If you can tag reality in ways in which US frat boys' fancy dress preferences are somewhat representative of the label "Mexican" and famous Mexicans in Mexico City usually aren't, then it certainly isn't necessary for job title tags to be highly correlated with ethnicity (Posed stock photos have tended to push back against this for years). And whilst it's true that certain occupations are dominated by white males in the West, they're certainly not the world's "default" people; that's more a reflection of the sort of English speaking internet power users whose content gets hoovered up by the dataset. And that is definitely a bias, even if it's a completely unintentional one.

In general it's "reality as seen through the narrow lens of people uploading and tagging photos, often not even with the intention of conveying useful information to an image generation algorithm". That reality includes a lot of biases, some of them more accurate than others and some of them more benign than others.

My comment above wasn't about Mexicans (that's another comment) but about whether describing people with a high-paying job as having a light skin tone is "biased" or a reflection of reality.

Of course as you say, the problem (if there is one) is in the dataset and not in the program. But if we consider this should be corrected after the fact, then at that moment we are sure to introduce an actual bias.

On what basis? Who decides what bias should be applied, and the appropriate amount?

> What these systems describe is reality.

Not quite. The "reality" (population) that an AI model represents is more like "images of the internet" rather than "population of X country" or "population of the world". (I am comparing a set of images to a set of people on purpose.) Here's a quote from an article about Stable Diffusion [1]:

> For example, the model generated images of people with darker skin tones 70% of the time for the keyword “fast-food worker,” even though 70% of fast-food workers in the US are White.

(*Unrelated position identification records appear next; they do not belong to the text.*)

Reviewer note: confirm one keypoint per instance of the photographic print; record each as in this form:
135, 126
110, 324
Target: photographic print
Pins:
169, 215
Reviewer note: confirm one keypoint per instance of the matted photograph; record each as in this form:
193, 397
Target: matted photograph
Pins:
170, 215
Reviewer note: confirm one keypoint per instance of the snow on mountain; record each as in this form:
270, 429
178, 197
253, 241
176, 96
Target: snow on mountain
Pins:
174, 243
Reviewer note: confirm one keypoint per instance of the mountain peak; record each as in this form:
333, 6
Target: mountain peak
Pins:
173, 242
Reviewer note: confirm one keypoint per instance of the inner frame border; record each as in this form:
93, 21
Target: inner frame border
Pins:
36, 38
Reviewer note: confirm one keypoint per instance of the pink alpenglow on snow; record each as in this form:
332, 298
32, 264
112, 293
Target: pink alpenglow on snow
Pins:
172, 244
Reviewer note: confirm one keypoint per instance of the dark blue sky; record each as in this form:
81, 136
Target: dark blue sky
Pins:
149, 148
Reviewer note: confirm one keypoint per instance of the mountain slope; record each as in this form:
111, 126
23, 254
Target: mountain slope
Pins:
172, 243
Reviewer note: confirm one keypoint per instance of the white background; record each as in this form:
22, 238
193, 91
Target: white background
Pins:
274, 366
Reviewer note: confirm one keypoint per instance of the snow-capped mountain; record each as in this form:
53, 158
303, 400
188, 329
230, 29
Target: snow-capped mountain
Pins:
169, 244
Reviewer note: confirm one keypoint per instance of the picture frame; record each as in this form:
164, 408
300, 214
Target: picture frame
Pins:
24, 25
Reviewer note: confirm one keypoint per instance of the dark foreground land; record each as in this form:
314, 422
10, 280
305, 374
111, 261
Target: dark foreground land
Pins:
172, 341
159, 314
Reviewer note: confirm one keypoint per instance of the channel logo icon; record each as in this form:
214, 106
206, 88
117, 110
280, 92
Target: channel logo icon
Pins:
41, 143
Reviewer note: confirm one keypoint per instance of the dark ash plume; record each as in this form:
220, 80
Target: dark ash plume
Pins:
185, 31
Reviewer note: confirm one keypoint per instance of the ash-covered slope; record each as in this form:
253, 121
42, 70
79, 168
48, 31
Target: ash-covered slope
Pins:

Similarly, 68% of the images generated of social workers had darker skin tones, while 65% of US social workers are White.

> We should aim to change the world, not the resulting -- faithful -- image of that world in AI. Cure the disease, not the symptoms.

Additionally, AI model companies should warn model users that images of "<member of X group>" such as "a Mexican person" are not representative of X group. Nonetheless, I would appreciate an AI model which does something along the lines of crystaln's suggestion [2]:

> [If prompted for "a Nigerian person"] The algorithm could return a random Nigerian ethnic group proportional to their actual population.

(I'm presuming that "a random Nigerian ethnic group" refers to "a member of a random Nigerian ethnic group".)